As for any method, EMOT might be improved in various aspects. For example, the extension of our approach to multi-choice contexts, where participants have to assign stimuli to several possible categories. In a similar way, EMOT could be modified to handle with the problem of multi-trial integration, where entropy measures would need to be extracted from the distributions of the participants’ trials. This latter would turn out to the modelization of the error components across trials and participants, which would require the use of a stochastic decomposition of the equality ψ = ξ + ζ 1 + ζ 2 instead of the deterministic representation used throughout the paper. All these points need to be considered in further investigations.

Conclusions

In this paper, we described a novel approach to analyze spatial data arising from mouse-tracking experiments and offer a way to extract spatial descriptors of the movement in the context of two-choice categorization tasks. In particular, our contribution extended the main findings of the descriptive geometric approach (DGA) by providing a way to decompose the spatial information provided by the movement trajectories. We argued that mouse movement trajectories can be regarded as composed of fast movement executions and motor pauses, which are both important for a full understanding of the processes underlying a mouse-tracking task. To illustrate the utility of the new method, we applied our new approach to two real datasets of mouse-tracking data, representing typical categorization tasks in a two-choice paradigm. As expected, we were able to identify interesting spatial movement features, describing characteristics of the processes involved in this type of tasks, such as the decisional uncertainty. Moreover, the second application showed how the proposed entropy measures can capture facets of the categorization process, which would not be represented using standard RT as well as other geometric or distance-based measures. Overall, these results highlighted how differences in terms of global movement trajectories can be better explained considering their constituent components (i.e., fast movement and pauses).

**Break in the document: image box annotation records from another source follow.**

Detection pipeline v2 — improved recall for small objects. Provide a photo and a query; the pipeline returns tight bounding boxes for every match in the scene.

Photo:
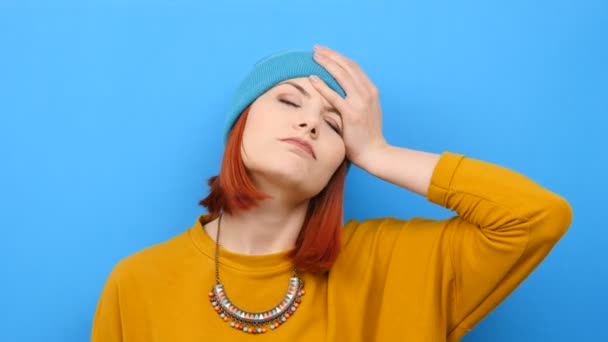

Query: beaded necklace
[209,215,305,334]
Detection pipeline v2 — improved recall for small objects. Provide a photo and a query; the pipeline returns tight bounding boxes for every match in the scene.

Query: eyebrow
[279,81,342,121]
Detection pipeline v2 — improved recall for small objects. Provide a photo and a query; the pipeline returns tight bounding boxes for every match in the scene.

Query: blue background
[0,0,608,342]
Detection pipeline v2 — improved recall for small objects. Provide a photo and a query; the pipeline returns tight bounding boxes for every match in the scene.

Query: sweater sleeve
[427,152,573,341]
[91,267,123,342]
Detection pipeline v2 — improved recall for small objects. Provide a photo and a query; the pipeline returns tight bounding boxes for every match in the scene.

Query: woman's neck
[205,200,308,255]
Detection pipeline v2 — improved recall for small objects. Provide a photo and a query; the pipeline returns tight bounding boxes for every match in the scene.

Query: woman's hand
[311,46,388,170]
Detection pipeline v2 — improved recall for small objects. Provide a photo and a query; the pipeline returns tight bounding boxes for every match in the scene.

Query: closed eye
[279,99,300,108]
[279,99,342,135]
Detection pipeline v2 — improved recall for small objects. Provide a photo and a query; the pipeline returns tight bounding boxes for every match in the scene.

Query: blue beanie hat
[224,49,350,142]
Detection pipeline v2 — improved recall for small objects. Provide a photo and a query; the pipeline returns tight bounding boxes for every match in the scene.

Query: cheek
[324,137,346,174]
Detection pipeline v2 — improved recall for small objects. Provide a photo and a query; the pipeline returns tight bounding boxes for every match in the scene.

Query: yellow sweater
[92,152,572,342]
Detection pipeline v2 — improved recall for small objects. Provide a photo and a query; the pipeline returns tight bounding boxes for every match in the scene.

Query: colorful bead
[209,276,305,334]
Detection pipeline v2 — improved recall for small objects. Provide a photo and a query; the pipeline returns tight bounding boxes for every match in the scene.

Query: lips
[281,137,317,159]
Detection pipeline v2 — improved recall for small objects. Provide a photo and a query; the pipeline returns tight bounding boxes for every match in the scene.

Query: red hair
[199,107,346,272]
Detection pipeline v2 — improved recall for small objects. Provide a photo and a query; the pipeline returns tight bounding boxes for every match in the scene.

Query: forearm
[361,145,440,197]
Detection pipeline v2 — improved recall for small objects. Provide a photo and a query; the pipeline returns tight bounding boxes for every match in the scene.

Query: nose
[297,115,321,139]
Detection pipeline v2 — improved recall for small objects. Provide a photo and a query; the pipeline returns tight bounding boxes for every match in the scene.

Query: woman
[92,47,572,342]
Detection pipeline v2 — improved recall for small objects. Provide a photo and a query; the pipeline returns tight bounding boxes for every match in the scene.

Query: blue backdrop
[0,0,608,342]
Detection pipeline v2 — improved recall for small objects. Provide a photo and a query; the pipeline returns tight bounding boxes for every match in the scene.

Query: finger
[315,45,375,90]
[309,75,346,114]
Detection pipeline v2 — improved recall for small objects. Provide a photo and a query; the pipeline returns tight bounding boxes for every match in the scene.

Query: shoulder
[341,217,454,257]
[110,230,192,284]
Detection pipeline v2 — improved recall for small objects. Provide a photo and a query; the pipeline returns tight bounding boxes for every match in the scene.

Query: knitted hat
[224,49,346,144]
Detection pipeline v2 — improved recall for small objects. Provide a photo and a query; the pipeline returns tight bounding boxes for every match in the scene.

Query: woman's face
[241,77,346,201]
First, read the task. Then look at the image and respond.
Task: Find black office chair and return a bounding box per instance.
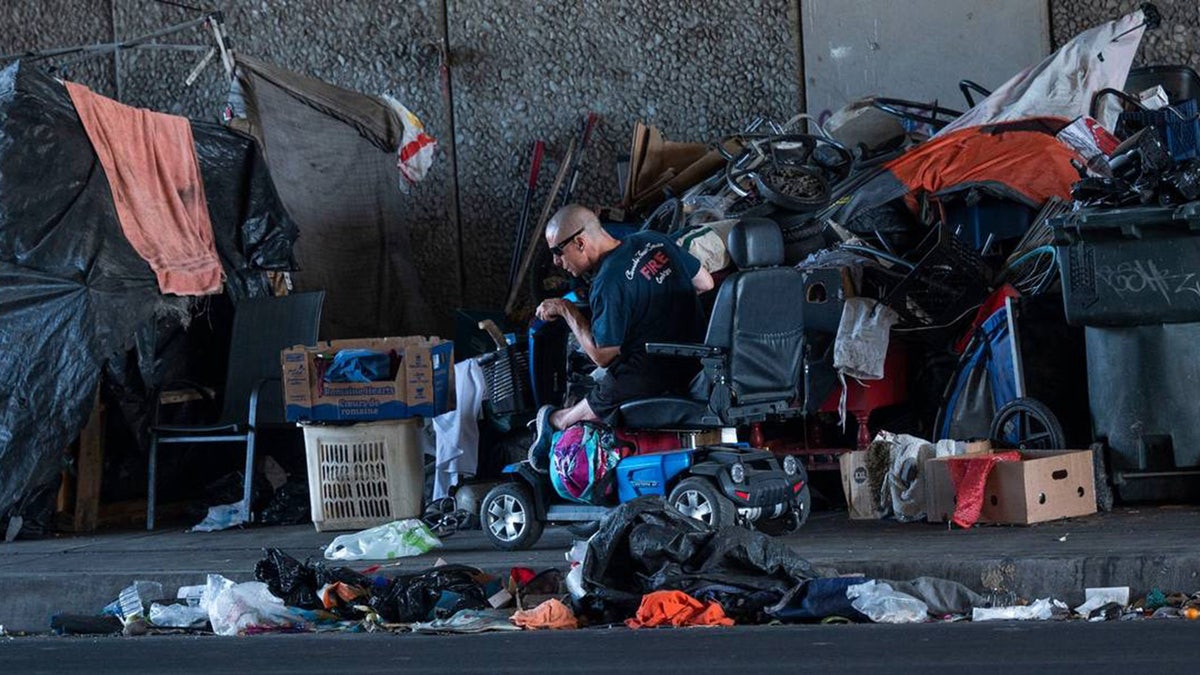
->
[146,291,325,530]
[618,219,805,430]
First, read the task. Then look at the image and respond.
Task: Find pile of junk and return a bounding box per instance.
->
[42,497,1200,635]
[458,4,1200,535]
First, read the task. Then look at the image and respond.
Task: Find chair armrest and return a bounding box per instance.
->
[148,380,216,426]
[246,376,283,429]
[646,342,725,359]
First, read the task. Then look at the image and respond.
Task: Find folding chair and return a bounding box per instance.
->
[146,291,325,530]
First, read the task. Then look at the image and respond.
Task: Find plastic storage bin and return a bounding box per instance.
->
[304,419,425,532]
[1050,203,1200,325]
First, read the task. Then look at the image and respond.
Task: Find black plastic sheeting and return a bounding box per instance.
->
[0,61,296,526]
[581,497,836,623]
[254,549,490,623]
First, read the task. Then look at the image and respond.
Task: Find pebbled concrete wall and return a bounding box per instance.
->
[1050,0,1200,71]
[11,0,1200,333]
[0,0,802,333]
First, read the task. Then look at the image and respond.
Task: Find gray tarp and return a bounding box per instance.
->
[231,56,433,339]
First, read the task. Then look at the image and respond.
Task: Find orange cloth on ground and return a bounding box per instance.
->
[66,82,221,295]
[625,591,733,628]
[510,598,580,629]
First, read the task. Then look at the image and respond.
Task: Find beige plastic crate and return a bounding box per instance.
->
[302,419,425,532]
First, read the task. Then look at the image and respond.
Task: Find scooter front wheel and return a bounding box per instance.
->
[667,477,738,527]
[479,483,545,551]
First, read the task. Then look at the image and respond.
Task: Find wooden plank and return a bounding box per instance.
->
[504,138,575,313]
[74,388,104,532]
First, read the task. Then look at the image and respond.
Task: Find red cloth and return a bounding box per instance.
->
[509,598,580,631]
[886,119,1079,210]
[949,450,1021,527]
[625,591,733,628]
[66,82,222,295]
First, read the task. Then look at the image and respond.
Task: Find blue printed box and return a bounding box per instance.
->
[280,336,455,422]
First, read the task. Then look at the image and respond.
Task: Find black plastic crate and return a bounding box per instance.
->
[883,225,991,325]
[479,344,534,414]
[1117,98,1200,161]
[1124,66,1200,103]
[1050,202,1200,325]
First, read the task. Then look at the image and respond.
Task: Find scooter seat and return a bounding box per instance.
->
[617,396,721,430]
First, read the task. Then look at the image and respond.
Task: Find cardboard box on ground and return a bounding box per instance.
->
[838,450,883,520]
[922,443,1096,525]
[280,336,455,422]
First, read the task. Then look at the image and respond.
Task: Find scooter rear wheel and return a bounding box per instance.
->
[479,483,545,551]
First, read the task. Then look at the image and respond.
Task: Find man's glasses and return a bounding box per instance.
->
[550,229,583,258]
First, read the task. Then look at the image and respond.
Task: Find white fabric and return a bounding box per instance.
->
[433,359,487,500]
[833,298,899,380]
[833,298,899,429]
[937,10,1146,136]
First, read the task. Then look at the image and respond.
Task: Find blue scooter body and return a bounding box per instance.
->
[503,449,695,503]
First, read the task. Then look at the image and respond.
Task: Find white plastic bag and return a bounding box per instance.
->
[846,580,929,623]
[325,518,442,561]
[383,94,438,192]
[150,603,209,628]
[209,581,304,635]
[971,598,1066,621]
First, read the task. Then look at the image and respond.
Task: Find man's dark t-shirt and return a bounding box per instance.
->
[588,232,704,418]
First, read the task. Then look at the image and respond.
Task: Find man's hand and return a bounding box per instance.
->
[534,298,575,321]
[534,298,620,366]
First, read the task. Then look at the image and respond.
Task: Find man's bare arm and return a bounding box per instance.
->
[536,298,620,368]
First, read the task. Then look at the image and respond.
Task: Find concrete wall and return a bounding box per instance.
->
[0,0,1200,331]
[1050,0,1200,63]
[0,0,800,331]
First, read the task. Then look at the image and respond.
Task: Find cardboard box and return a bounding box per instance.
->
[924,450,1096,525]
[838,450,883,520]
[280,336,455,422]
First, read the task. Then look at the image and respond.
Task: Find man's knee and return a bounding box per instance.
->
[550,399,600,430]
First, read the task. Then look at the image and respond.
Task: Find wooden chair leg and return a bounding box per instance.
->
[241,428,254,522]
[146,431,158,530]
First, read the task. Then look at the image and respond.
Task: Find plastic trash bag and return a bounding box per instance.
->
[150,603,209,628]
[322,350,391,382]
[209,581,305,635]
[382,94,438,192]
[846,581,929,623]
[188,501,246,532]
[325,518,442,561]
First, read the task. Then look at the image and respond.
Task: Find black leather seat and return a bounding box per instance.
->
[619,219,804,430]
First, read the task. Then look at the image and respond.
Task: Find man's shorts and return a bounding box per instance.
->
[587,354,700,424]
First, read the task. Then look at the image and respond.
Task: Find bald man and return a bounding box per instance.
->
[530,204,713,467]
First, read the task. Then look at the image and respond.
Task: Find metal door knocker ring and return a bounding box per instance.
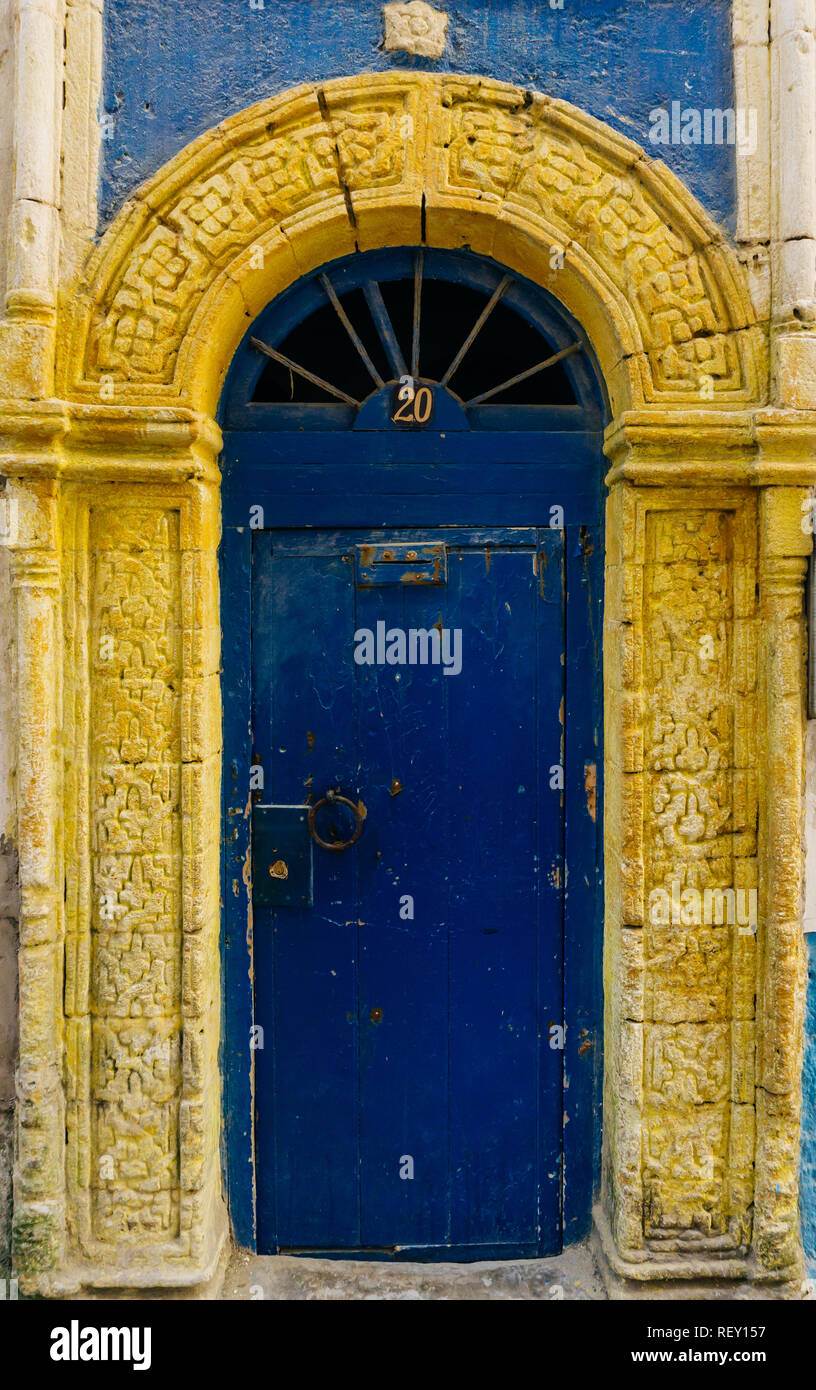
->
[309,791,364,849]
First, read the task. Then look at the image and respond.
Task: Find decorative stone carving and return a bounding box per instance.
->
[62,74,763,404]
[3,72,813,1291]
[382,0,448,58]
[89,507,182,1243]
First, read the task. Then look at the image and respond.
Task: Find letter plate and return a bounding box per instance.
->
[357,543,448,589]
[252,805,314,908]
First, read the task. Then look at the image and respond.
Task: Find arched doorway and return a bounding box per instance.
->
[220,247,605,1259]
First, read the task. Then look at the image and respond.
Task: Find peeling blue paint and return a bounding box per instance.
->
[100,0,735,231]
[799,931,816,1279]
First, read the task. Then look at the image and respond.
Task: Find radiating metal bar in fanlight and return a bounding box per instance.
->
[249,338,360,406]
[466,343,584,406]
[320,274,385,386]
[363,279,409,377]
[411,250,425,378]
[442,275,513,386]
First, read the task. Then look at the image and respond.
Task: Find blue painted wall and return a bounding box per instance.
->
[100,0,735,229]
[801,931,816,1279]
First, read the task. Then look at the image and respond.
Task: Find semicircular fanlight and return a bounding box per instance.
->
[249,249,584,413]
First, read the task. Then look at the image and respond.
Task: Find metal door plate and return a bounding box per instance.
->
[252,805,314,908]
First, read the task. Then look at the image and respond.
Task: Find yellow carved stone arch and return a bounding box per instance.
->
[6,72,813,1291]
[61,72,763,416]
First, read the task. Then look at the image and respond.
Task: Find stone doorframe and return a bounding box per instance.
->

In conclusion, this study has yielded valuable findings in the decomposition of movement trajectories in terms of fast movements and pauses. Indeed, the information related with the sole movement does not tell the entire story, as also pauses, in particular those occurring in the direction of the competing cue, are important aspects in describing the mechanisms involved in decisional tasks. As far as we know, this is the first time that motor pauses have been modeled and investigated to better understand the cognitive processes involved in mouse-tracking studies. We believe that new research exploring and analyzing movement trajectories will benefit from the advantages gained by the EMOT method.